A repercussão internacional do caso ganhou força nas redes sociais e em fóruns de viagem utilizados por jovens israelenses que costumam visitar o Brasil após concluir o serviço militar obrigatório em Israel.
Cidades litorâneas da Bahia, como Itacaré e Morro de São Paulo, há anos figuram entre os destinos preferidos desse público, conhecido por movimentar pousadas, restaurantes, escolas de surf e passeios turísticos.
Empresários do setor afirmam que a possível queda no fluxo de visitantes pode gerar impactos econômicos significativos, já que o turismo internacional costuma movimentar milhares de dólares por temporada nas regiões costeiras.
Associações de turismo locais alertam que qualquer percepção de insegurança pode afastar visitantes estrangeiros e afetar diretamente a economia de cidades que dependem do turismo para gerar emprego e renda.

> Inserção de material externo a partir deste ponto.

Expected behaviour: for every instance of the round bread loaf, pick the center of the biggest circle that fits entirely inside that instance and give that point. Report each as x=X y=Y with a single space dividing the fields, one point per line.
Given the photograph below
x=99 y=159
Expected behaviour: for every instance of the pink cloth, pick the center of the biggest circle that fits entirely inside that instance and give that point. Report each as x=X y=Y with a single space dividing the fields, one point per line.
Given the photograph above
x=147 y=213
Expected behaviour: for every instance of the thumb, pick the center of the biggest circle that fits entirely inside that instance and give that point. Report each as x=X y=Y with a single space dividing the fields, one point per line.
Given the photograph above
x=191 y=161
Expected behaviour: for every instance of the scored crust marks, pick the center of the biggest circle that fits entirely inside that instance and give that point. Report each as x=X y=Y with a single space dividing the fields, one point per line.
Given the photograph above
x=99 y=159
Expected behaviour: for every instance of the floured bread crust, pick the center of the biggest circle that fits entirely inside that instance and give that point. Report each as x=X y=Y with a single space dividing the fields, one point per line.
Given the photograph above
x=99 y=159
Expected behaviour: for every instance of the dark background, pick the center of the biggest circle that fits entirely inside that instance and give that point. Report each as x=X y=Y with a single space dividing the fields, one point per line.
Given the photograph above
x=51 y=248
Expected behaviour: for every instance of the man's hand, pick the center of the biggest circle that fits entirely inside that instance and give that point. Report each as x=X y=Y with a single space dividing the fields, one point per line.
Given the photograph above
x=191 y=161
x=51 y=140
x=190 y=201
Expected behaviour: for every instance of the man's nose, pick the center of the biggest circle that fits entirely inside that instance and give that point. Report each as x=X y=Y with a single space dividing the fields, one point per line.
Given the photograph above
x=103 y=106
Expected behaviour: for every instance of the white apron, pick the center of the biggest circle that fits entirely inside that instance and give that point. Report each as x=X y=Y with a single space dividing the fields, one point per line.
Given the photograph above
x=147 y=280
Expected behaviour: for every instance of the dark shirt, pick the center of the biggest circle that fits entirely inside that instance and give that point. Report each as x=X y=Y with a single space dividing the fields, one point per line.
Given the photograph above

Especialistas destacam que episódios isolados, quando ganham grande repercussão internacional, podem influenciar decisões de viagem e prejudicar a imagem de destinos turísticos.
Comerciantes dizem que “A Polícia Militar da Bahia conduziu os israelitas para delegacia, mas não conduziu as pessoas que faziam protesto Pró-Palestina”.
Enquanto autoridades tentam reduzir a tensão e proteger a imagem do destino turístico, empresários e moradores torcem para que a Bahia volte a ser vista internacionalmente como um destino de hospitalidade, natureza e diversidade cultural. Os “empresários” acusam os manifestantes de “antissemitismo”, defendendo os turistas que praticam “antissemitismo” contra Palestinos. Seria cômico se não fosse trágico, os agressores se revoltaram ao encontrarem manifestações Pró-Palestina, cometeram agressões há brasileiros, em território brasileiro, por serem antissemitas, e cometerem verdadeiro genocídio no território Palestino. Pior é a ganancia dos “empresários”, que para aumentar os lucros, justificam os crimes aqui cometidos por antissemitas. A pergunta que não quer calar, supostamente estão vindo passar férias no Brasil, após concluir o serviço militar obrigatório, Israel está em guerra, eles não deveriam estar lá em prontidão defendendo sua pátria, ao invés de estar em praias brasileiras causando conflitos?